Européennes 2004
Le gouvernement Raffarin est en fin de vie

Jean-Marc Ayrault



Entretien avec Jean-Marc Ayrault, président du groupe socialiste à l'Assemblée nationale, paru dans le quotidien Le Monde daté du 16 juin 2004.
Propos recueillis par Isabelle Mandraud


 

Le PS a obtenu un beau résultat mais l'abstention record qui a marqué ces élections européennes ne relativise-t-elle pas un peu son succès ?
Que dire alors de l'UMP ! Cet argument vaut pour tout le monde. Pour moi, l'abstention a un sens, c'est une autre façon d'exprimer son mécontentement. Elle aurait donc plutôt tendance à renforcer le désaveu. Ce scrutin montre une défiance vis-à-vis des politiques d'alignement forcé au libéralisme et confirme l'urgence d'une Europe sociale qui offre de nouvelles sécurités. Seule la gauche socialiste et sociale-démocrate peut porter ce besoin de sécurité. Sinon, le divorce avec les classes populaires deviendra irrémédiable.

La droite fait valoir que la quasi-totalité des gouvernements en exercice ont été sanctionnés...
En France, le gouvernement est le champion d'Europe de la débâcle. Il a la plus faible assise électorale de l'Union ! A l'Assemblée nationale, 365 députés représenteront 16 % des Français. Jamais un parti de la majorité n'a connu un tel désaveu dans une élection intermédiaire. Le gouvernement de Jean-Pierre Raffarin n'a plus de légitimité. Il est en fin de vie et ne fait plus que de la gestion clientéliste. Je ne vois pas comment, avec un tel attelage, il pourra conduire le pays pendant trois ans.

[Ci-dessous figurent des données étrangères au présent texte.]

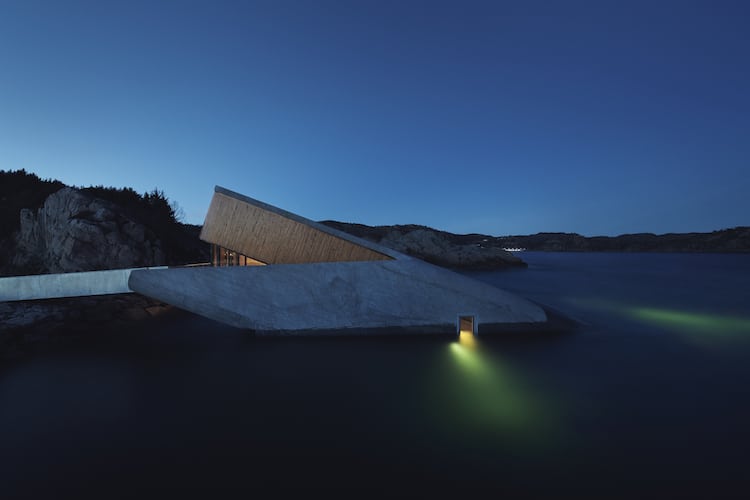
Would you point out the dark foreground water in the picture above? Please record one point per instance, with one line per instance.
(649, 398)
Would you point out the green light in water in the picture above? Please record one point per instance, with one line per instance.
(698, 325)
(486, 397)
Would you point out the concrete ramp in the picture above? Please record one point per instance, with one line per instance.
(54, 286)
(338, 297)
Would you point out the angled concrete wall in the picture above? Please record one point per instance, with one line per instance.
(53, 286)
(329, 298)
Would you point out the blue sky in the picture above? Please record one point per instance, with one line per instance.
(493, 117)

Vous avez déjà appelé le premier ministre à " se démettre ". Et puis après ?
J'ai d'autant moins de mal à le faire qu'en 1992, lorsque la gauche avait subi une grave défaite aux élections régionales et cantonales, j'avais demandé à François Mitterrand de changer de premier ministre. Edith Cresson avait été remplacée par Pierre Bérégovoy. Il faut un signe, un tournant politique, sinon nous sommes à nouveau face à un déni de démocratie. Je n'ai aucune animosité personnelle contre Jean-Pierre Raffarin, mais quelle réponse apporte-t-il ? Comment poursuit-il ? Il y a une perte de confiance, on le voit notamment avec la croissance. La situation est délétère. C'est l'intérêt même du pays qui est en cause.

Comment envisagez-vous le rôle du PS dans une période où il n'y a plus d'élections ?
Il est aujourd'hui le pivot de la gauche. Sa responsabilité est donc grande. Le plus dur reste à faire : la mise à jour de notre logiciel intellectuel et politique. Il reste beaucoup de travail. Je souhaite que les socialistes, comme l'ont fait nos homologues espagnols, travaillent au projet de 2007 avec des propositions novatrices, sérieuses, et non pas dans la nostalgie, les modes ou la compétition de personnes.

Il nous faut définir des priorités claires et sensibles : la rénovation de l'Etat, les nouvelles sécurités sociales, la politique industrielle, l'intégration républicaine, le développement durable et la modernisation de nos institutions. Car l'impression qui domine est celle d'un régime en fin de course.

Vous regrettez le choix du quinquennat ?
C'est une réforme inachevée. Elle n'avait de sens que s'il y avait une suite pour rééquilibrer les pouvoirs. Tout le monde sent bien qu'il faut une refondation.